The first step to disabusing them of this notion is for the people creating the next generation of social applications to learn a little bit of history, to know your shit, whether that’s about Twitter’s business model or Google’s social features or anything else. We have to know what’s been tried and failed, what good ideas were simply ahead of their time, and what opportunities have been lost in the current generation of dominant social networks."
It is six years passed since his lament. ActivityPub and open source software related to running instances like Gab.com and Mastodon.social could be the forces that reclaim the Internet and defeat centralized control. 

The Technicals


ActivityPub works in the opposite way of RSS. With RSS, an app pulls (polls) a server at specified intervals to fetch content from a server.

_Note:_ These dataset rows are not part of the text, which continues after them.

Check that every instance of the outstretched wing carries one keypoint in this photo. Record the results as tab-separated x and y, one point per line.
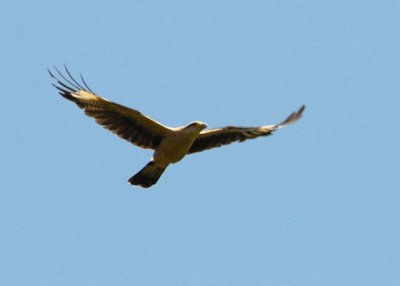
226	135
127	123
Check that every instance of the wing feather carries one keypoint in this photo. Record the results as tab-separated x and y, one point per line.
226	135
127	123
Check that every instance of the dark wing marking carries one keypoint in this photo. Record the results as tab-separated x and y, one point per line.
226	135
127	123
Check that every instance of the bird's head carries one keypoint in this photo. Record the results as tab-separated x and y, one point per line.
196	126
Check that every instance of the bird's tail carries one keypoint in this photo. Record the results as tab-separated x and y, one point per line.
148	176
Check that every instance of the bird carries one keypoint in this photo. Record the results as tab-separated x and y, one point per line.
170	145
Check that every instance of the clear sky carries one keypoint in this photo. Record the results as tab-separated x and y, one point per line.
317	203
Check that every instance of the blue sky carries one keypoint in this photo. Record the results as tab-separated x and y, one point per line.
317	203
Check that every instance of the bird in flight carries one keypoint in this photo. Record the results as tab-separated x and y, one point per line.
170	145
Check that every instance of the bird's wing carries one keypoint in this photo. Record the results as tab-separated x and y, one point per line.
223	136
127	123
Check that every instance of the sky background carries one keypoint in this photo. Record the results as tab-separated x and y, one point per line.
317	203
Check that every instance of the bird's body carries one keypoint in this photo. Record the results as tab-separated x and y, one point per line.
170	144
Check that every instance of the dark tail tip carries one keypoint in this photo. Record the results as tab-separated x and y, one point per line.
147	177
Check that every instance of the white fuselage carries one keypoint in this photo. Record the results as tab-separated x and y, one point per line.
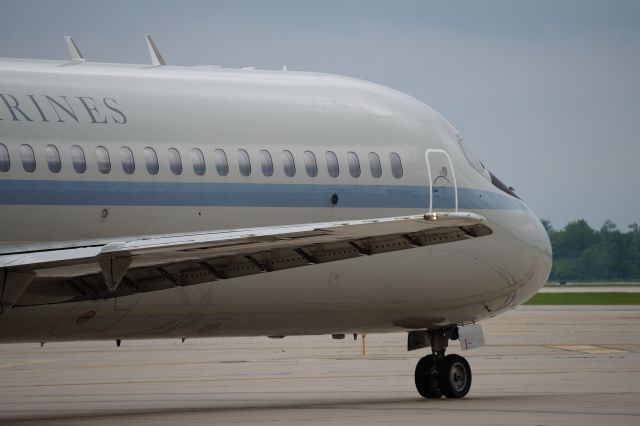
100	107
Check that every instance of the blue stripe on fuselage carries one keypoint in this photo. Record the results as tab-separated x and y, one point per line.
102	193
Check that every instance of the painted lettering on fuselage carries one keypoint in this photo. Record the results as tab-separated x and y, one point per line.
60	109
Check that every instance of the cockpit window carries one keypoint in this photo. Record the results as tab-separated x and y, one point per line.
500	185
473	161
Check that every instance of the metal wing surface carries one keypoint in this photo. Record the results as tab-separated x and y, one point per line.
63	272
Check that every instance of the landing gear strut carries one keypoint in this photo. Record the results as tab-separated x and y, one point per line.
439	374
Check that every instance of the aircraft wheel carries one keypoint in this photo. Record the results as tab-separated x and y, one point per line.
426	378
454	376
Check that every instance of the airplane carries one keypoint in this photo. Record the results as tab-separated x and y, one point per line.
157	201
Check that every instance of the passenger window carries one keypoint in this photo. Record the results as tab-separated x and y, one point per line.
104	162
53	159
375	165
175	161
288	163
151	158
266	162
128	163
78	159
310	164
5	162
354	164
332	164
198	162
28	158
396	165
244	163
222	165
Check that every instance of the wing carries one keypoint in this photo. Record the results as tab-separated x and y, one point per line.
91	270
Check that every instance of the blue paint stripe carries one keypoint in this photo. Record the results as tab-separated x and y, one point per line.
89	193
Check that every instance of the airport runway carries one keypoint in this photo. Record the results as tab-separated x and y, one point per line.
543	366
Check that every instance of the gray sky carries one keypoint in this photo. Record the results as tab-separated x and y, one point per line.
546	93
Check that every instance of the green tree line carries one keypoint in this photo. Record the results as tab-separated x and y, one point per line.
581	253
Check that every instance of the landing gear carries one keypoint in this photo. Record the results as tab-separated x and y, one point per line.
436	374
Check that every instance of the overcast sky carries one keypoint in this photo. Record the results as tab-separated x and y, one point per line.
546	93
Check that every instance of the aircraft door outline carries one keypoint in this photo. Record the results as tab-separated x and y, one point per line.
439	164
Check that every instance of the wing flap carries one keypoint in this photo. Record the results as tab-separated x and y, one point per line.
151	263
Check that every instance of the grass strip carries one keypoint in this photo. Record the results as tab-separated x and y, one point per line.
585	299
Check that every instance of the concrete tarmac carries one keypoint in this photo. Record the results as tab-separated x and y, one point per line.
542	366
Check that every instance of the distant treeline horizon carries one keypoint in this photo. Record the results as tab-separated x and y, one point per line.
581	253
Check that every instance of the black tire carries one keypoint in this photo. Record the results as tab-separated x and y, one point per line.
454	376
426	380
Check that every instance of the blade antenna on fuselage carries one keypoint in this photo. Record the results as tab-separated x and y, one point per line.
76	55
156	57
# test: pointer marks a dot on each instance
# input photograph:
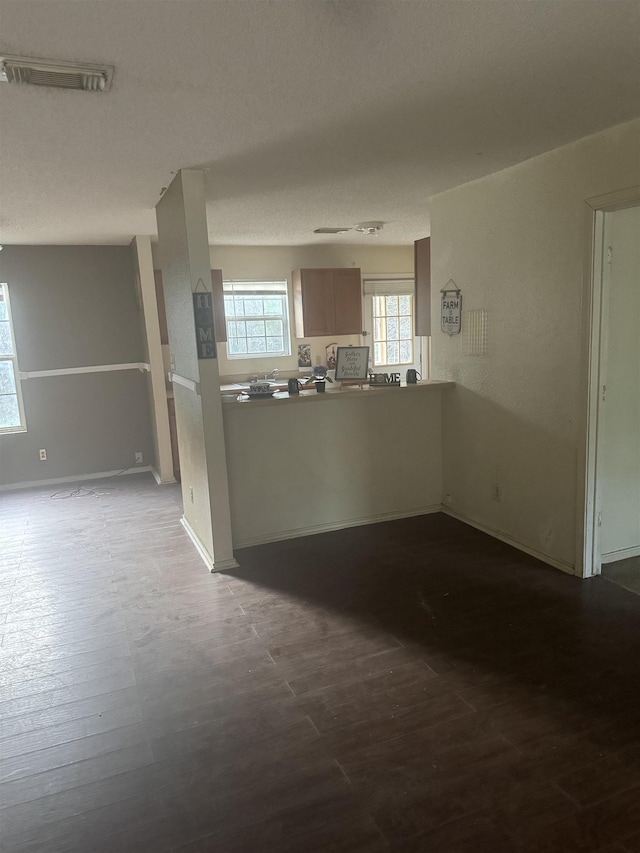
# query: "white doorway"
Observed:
(612, 460)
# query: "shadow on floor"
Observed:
(473, 603)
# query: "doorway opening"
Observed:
(611, 510)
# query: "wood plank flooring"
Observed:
(409, 686)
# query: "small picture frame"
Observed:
(304, 355)
(352, 363)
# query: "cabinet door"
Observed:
(422, 266)
(347, 298)
(316, 291)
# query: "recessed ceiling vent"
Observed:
(54, 74)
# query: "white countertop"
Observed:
(231, 395)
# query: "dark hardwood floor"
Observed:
(409, 686)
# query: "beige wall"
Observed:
(314, 465)
(619, 462)
(74, 307)
(514, 243)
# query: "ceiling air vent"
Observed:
(54, 74)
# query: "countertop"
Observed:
(233, 399)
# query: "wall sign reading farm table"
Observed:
(451, 308)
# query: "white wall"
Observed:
(619, 462)
(514, 243)
(318, 464)
(275, 263)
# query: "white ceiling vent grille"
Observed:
(55, 75)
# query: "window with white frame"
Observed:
(11, 408)
(390, 322)
(257, 319)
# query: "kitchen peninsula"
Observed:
(314, 462)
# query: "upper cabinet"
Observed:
(327, 302)
(422, 268)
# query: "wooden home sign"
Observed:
(203, 316)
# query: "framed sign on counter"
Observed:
(352, 363)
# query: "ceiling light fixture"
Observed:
(55, 74)
(369, 228)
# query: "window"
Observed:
(11, 409)
(393, 330)
(257, 318)
(389, 320)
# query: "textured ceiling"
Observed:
(304, 112)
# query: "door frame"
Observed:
(593, 371)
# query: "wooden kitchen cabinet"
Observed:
(422, 271)
(327, 302)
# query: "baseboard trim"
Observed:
(312, 530)
(621, 554)
(98, 475)
(212, 566)
(159, 479)
(563, 566)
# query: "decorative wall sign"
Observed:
(451, 308)
(352, 363)
(384, 380)
(203, 316)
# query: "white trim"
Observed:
(145, 280)
(313, 529)
(94, 368)
(563, 565)
(99, 475)
(186, 383)
(621, 554)
(159, 479)
(588, 556)
(221, 565)
(22, 426)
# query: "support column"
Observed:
(186, 269)
(143, 264)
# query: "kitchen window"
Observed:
(390, 323)
(11, 408)
(257, 319)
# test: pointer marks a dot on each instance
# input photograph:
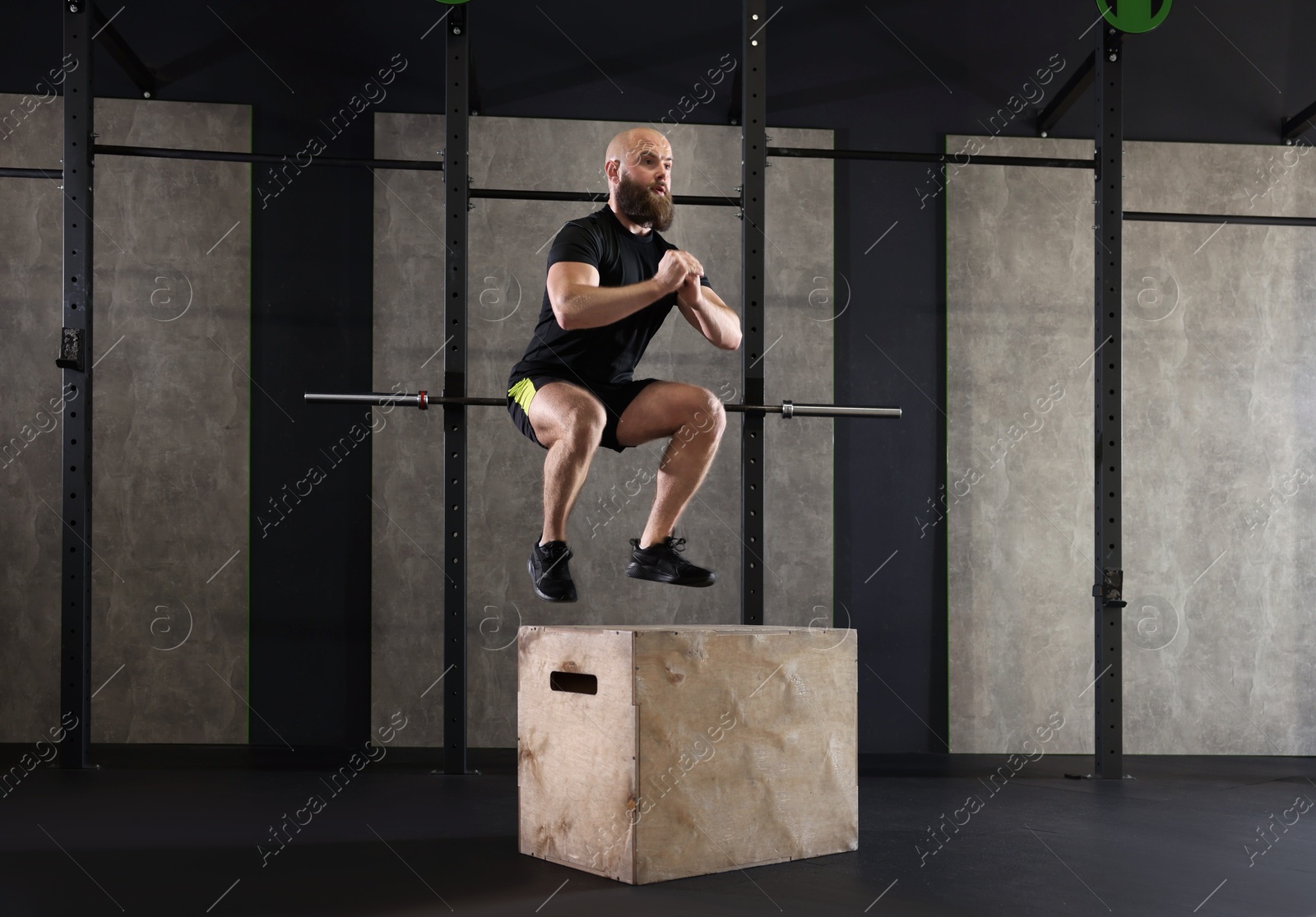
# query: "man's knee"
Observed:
(710, 415)
(583, 421)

With ActivityPub, an app, typically a Javascript-controlled web page in browser, retrieves messages (posts) from an inbox after those messages have been pushed (forwarded) by an AP-enabled service. 

Every user has an inbox and an outbox. The inbox contains the subscribed content pushed by others. The outbox contains created content to be pushed to others on a subscriber list.

With ActivityPub, anyone who subscribes to another, i.e., follows, will get in his or her stream (inbox), posts (messages) sent by the one publishing (messaging). After which, the subscriber (receiving user) can reply to a received post as well as share (forward) the post to all of her or his subscribers. All of this happens regardless of what entity hosts the data and provides the ActivityPub peering.

From the typical user's perspective, it is like having a continuous blog stream made mostly from the content of others to which anyone subscribes. 

In many ways, pushing content is akin to sending an HTML email to a email list of users. 

From a tech view, ActivityPub protocol has two parts. One part exists to for client-to-server request-response action for creating and updating content to an outbox as well as for retrieving and deleting content from an inbox.  The other part exists for server-to-server action for delivering notifications and content.